Open deckikwok opened 4 years ago
Hi, did you get the answers to your questions?
Hi,
I am also interested in understandiny why matrix factorization performs poorly on Movielens data in terms of precison@k and recall@k. https://github.com/microsoft/recommenders/blob/main/examples/06_benchmarks/movielens.ipynb here listed some benchmark dataset where another MF method ALS is also doing poorly. Is this fair to conclude that most MF methods does not work well on moivelens?
Hi
For the movielens example,
1) is it all right for Precision@K to have such a low score on test dataset i.e. 0.11 for test vs 0.6 on train set? Is this a case of it is better to have recommended than not?

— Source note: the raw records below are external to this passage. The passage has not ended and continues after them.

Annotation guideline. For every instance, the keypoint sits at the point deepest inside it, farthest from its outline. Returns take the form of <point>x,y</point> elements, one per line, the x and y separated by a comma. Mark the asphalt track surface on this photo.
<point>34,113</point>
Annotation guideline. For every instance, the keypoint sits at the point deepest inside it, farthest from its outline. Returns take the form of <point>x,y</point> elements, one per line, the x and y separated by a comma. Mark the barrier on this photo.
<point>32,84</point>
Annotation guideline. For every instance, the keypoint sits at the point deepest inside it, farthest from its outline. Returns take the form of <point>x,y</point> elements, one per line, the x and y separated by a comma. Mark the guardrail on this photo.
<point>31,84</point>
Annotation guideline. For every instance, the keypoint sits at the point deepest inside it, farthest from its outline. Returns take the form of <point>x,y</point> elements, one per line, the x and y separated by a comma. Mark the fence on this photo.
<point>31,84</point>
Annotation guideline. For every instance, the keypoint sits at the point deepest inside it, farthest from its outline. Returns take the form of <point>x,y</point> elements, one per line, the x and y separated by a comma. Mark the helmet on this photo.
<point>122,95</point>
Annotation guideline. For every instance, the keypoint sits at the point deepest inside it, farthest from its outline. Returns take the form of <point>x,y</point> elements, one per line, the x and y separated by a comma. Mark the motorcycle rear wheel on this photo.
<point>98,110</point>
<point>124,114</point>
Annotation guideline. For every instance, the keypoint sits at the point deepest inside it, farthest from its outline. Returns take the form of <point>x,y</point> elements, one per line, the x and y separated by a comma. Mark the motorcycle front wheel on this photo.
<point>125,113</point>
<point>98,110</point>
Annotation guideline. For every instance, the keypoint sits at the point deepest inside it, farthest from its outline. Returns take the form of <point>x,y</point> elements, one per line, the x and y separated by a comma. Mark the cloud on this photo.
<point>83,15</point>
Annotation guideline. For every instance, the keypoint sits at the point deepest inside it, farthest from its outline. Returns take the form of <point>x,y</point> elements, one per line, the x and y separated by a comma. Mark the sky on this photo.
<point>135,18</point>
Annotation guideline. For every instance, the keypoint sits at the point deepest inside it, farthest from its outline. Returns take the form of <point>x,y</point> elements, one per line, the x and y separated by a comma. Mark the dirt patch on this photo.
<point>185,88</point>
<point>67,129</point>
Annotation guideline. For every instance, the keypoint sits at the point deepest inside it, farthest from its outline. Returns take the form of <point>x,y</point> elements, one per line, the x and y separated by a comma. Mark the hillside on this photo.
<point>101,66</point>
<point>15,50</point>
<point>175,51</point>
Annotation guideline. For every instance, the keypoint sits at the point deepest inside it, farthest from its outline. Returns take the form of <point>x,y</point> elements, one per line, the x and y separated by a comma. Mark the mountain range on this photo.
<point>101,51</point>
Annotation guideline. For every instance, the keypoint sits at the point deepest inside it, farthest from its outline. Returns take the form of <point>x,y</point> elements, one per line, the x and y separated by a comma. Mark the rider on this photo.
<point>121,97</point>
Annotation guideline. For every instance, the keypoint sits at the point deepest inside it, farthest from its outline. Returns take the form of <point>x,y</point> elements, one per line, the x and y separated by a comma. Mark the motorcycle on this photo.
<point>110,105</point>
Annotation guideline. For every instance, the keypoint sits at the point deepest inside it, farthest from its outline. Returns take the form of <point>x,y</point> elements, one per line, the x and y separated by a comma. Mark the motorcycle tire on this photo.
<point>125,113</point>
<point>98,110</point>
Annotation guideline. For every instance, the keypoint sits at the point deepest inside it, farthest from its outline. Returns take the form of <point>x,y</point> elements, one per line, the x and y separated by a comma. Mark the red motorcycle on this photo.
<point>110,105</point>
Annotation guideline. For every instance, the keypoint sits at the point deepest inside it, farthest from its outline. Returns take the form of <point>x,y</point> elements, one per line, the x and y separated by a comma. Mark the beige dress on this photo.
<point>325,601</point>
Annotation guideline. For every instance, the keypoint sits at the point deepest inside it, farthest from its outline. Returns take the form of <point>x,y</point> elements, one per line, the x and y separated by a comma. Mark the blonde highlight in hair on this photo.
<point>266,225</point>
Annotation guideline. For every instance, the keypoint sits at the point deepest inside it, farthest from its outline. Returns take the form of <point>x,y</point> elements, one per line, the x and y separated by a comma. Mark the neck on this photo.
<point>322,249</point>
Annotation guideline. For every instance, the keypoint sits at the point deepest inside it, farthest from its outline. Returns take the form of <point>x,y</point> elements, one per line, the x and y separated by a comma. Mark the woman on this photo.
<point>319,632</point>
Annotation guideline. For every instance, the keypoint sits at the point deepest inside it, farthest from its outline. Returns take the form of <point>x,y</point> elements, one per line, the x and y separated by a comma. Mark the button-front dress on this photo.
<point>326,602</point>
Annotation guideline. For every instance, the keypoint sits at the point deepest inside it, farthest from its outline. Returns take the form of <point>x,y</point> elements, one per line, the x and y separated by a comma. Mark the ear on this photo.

2) is it better to normalize it with the maximum Precision@K that each user can attain for business evaluation and even for model comparison?
3) am i right to say that Precision@K for LightFM generally tends to suffer as compared to the Surprise library? This is because LightFM will recommend K number of recommendations regardless of actual rating - since LightFM uses relative scoring - whereas for the Surprise library, there is the notion of rating threshold and the latter might recommend less than K recommendations due to a minimum threshold requirement?
4) any reason why recall@k is not computed but LightFM has it implemented?
apologies for the many questions asked.